For leading economies and multilateral organizations:

 

 

  • 4.6. Fund anticorruption activities initiatives targeting SOEs, commodity trading and extractive sector political capture, including by enforcement agencies and civil society.

5. Support civil society, protect civic space and promote gender equality

A free and active civil society and media are essential to the prevention of extractive sector corruption.
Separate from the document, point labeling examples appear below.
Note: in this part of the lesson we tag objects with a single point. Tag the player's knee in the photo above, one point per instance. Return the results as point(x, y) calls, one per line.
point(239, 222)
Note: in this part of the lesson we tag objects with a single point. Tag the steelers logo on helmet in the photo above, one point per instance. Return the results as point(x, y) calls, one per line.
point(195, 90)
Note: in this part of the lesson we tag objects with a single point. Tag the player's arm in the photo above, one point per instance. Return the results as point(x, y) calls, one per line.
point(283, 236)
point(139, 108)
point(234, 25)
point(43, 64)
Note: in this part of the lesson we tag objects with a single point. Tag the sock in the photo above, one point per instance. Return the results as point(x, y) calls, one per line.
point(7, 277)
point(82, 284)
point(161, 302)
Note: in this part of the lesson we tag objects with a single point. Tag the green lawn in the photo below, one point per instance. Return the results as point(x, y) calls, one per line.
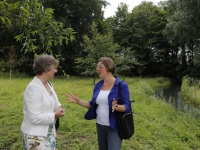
point(158, 126)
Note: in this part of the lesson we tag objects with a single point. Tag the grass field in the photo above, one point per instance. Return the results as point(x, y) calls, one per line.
point(158, 126)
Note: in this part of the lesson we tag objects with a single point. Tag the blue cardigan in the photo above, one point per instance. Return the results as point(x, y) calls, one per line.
point(125, 94)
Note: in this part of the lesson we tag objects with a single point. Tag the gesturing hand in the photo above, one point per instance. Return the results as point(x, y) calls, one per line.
point(72, 98)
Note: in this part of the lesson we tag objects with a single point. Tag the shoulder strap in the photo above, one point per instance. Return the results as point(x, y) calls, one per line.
point(119, 94)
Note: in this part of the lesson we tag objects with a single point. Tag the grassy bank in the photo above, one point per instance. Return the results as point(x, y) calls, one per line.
point(158, 126)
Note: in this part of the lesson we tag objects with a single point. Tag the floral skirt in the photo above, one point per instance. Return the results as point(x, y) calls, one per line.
point(40, 142)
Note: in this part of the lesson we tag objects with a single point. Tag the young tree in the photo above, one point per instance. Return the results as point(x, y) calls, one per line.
point(95, 47)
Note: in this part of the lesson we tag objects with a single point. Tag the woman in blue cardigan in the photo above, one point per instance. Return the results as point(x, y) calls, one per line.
point(103, 105)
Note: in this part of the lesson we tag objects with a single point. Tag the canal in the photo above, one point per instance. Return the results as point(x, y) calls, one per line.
point(172, 95)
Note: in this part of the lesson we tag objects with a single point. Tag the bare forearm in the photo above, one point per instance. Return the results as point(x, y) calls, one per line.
point(84, 103)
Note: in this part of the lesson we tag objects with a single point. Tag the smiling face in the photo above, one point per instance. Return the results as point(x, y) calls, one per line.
point(101, 70)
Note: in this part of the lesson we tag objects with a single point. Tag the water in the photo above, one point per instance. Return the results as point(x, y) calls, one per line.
point(172, 95)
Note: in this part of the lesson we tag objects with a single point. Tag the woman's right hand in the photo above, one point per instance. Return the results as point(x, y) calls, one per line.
point(60, 112)
point(72, 98)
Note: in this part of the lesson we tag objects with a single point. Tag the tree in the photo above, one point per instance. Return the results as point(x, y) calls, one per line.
point(35, 28)
point(93, 48)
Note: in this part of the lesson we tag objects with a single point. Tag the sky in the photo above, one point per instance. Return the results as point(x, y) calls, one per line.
point(111, 9)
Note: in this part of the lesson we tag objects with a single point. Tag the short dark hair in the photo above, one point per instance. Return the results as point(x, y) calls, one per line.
point(108, 63)
point(44, 62)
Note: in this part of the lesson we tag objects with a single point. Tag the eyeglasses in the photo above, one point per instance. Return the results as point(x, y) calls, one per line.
point(99, 67)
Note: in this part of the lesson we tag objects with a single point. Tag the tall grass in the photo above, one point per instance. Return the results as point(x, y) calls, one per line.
point(158, 126)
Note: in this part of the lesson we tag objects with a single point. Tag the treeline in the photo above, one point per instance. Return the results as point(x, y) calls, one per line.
point(150, 40)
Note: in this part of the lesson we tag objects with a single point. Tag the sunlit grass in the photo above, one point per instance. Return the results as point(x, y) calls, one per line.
point(158, 126)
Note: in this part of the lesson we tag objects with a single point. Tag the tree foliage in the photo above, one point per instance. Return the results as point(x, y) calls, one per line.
point(97, 46)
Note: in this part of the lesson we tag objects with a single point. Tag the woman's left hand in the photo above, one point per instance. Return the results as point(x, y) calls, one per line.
point(114, 105)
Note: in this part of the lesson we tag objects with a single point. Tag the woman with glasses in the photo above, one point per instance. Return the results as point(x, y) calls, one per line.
point(41, 107)
point(103, 104)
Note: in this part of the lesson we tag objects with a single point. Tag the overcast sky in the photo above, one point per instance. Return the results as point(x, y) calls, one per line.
point(111, 9)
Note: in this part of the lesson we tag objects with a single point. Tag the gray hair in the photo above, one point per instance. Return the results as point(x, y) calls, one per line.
point(108, 63)
point(44, 62)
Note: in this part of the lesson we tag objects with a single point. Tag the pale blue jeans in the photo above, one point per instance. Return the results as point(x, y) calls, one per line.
point(108, 138)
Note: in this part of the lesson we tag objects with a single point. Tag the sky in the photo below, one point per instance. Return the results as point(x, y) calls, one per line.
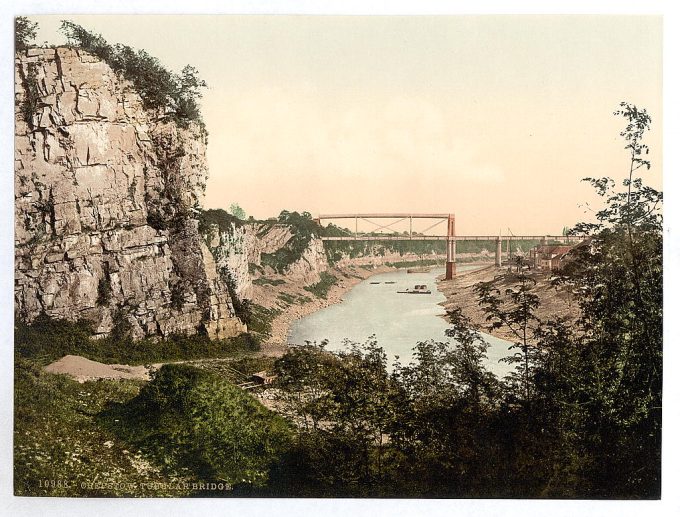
point(493, 118)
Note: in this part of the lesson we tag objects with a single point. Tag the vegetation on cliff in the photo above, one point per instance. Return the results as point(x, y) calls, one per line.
point(159, 88)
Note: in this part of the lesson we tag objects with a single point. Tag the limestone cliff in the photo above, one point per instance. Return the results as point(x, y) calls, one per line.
point(239, 248)
point(105, 194)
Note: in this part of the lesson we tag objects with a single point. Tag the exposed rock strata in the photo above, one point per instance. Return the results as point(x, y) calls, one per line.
point(104, 199)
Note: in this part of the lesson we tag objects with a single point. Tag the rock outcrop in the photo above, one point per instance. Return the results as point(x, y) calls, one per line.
point(105, 196)
point(239, 249)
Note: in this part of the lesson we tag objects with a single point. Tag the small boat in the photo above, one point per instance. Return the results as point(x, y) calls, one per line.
point(423, 269)
point(418, 289)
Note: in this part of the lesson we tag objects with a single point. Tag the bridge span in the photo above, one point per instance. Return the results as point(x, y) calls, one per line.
point(450, 236)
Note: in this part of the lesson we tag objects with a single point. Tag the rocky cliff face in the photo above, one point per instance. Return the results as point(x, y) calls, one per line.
point(236, 248)
point(104, 197)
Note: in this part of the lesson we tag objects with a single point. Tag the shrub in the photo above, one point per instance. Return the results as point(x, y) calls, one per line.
point(158, 87)
point(192, 418)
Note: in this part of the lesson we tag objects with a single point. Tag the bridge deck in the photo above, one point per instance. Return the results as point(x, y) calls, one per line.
point(558, 238)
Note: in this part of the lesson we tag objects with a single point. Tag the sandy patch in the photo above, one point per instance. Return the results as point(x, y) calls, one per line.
point(82, 369)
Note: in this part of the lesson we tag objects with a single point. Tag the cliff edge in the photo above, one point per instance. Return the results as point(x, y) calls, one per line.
point(106, 195)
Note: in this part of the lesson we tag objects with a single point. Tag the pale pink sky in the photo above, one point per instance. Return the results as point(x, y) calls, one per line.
point(493, 118)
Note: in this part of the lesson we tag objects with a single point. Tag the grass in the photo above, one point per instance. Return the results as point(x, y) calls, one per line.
point(321, 288)
point(194, 420)
point(57, 437)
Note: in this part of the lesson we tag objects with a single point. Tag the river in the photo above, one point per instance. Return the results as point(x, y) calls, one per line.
point(398, 321)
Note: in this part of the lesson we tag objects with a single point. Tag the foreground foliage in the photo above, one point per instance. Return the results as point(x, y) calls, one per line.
point(580, 416)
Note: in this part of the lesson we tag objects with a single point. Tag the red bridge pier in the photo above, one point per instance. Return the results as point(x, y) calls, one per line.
point(451, 248)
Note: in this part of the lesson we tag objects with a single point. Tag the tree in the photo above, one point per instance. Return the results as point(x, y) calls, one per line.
point(618, 275)
point(237, 211)
point(516, 311)
point(24, 32)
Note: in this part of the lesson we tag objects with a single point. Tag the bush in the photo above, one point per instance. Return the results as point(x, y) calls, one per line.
point(192, 418)
point(158, 87)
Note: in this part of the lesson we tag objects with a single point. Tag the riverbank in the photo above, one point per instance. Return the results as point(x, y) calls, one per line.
point(295, 302)
point(554, 302)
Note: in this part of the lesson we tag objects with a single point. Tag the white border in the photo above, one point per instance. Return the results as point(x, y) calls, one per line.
point(670, 503)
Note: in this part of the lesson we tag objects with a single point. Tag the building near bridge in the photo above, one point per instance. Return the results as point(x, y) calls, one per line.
point(549, 257)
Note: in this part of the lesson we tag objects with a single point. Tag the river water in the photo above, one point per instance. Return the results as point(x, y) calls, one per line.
point(398, 321)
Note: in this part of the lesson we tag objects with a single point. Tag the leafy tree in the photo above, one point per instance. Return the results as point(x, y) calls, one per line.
point(24, 32)
point(237, 211)
point(516, 311)
point(192, 418)
point(160, 89)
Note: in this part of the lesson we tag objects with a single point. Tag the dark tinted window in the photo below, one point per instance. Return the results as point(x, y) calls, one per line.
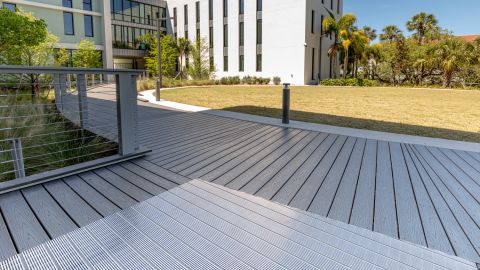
point(88, 25)
point(67, 3)
point(87, 5)
point(68, 23)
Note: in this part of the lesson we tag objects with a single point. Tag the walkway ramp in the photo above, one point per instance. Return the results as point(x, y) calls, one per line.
point(200, 225)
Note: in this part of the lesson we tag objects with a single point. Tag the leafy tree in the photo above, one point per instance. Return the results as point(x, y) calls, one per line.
point(86, 55)
point(425, 26)
point(391, 33)
point(370, 33)
point(355, 39)
point(200, 67)
point(333, 26)
point(451, 55)
point(169, 55)
point(20, 30)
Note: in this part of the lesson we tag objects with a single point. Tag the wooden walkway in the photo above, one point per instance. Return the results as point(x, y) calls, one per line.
point(424, 195)
point(199, 225)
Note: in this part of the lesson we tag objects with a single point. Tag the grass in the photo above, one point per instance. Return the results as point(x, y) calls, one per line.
point(449, 114)
point(49, 140)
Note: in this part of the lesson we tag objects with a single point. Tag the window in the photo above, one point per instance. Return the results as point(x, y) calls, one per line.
point(87, 5)
point(241, 63)
point(241, 39)
point(321, 26)
point(67, 3)
point(68, 23)
point(127, 10)
point(313, 63)
point(164, 15)
point(88, 25)
point(197, 11)
point(312, 23)
point(225, 35)
point(185, 12)
point(259, 31)
point(210, 37)
point(225, 63)
point(241, 6)
point(225, 8)
point(259, 62)
point(142, 13)
point(210, 10)
point(135, 12)
point(175, 17)
point(10, 6)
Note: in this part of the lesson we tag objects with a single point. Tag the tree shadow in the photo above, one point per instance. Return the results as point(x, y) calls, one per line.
point(359, 123)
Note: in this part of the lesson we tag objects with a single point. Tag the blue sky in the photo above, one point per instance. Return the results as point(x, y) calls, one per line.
point(460, 16)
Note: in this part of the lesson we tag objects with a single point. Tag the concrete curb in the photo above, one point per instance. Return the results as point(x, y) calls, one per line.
point(361, 133)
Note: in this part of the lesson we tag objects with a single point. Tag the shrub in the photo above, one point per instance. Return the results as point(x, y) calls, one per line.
point(277, 80)
point(349, 82)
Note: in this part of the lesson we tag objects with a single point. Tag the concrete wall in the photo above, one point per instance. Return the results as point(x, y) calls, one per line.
point(287, 41)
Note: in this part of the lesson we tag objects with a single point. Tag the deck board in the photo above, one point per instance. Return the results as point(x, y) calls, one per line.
point(425, 195)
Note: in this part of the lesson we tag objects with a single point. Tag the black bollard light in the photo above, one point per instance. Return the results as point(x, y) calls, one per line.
point(286, 104)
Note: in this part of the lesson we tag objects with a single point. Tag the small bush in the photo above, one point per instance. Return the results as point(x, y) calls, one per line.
point(277, 80)
point(349, 82)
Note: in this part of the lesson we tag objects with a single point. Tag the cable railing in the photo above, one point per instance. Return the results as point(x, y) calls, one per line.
point(57, 118)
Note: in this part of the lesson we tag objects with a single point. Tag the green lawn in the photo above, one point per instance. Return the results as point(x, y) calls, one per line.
point(450, 114)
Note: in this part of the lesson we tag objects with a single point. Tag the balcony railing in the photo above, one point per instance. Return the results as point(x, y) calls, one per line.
point(59, 121)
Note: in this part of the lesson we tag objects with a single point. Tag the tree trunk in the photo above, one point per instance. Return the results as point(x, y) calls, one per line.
point(447, 78)
point(345, 64)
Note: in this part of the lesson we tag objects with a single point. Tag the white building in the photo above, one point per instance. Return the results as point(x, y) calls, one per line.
point(264, 38)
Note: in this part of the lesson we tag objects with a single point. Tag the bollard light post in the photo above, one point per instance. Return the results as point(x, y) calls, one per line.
point(286, 104)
In particular, women and gender non-binary people in civil society and at a community level play an important role in demanding accountability from decisionmakers and companies, but often face barriers due to gender inequality.

Governments should:

 

 

  • 5.1. Invest in support to civil society actors and journalists to undertake anticorruption work, including investigations, oversight and policy advocacy, in the areas noted above, and use their diplomatic leverage to deter threats against them.
  • 5.2. Develop, strengthen and implement legal frameworks to protect the rights of activists, journalists and independent media, and dismantle laws and policies that hinder free civil society and media.
  • 5.3. Promote the participation of women and gender non-binary people in governance initiatives such as the EITI and in community consultation and consent processes; invest in understanding the gender-differentiated impacts of extractive corruption in affected communities, including sexual extortion; and ensure grievance mechanisms are accessible to women and gender non-binary people and sensitive to gendered forms of corruption.

The Natural Resource Governance Institute (NRGI), the ONE Campaign, Oxfam-America, Publish What You Pay (PWYP), PWYP-U.S. and the Transparency International Accountable Mining Programme welcome dialogue and discussion about these proposed summit commitments.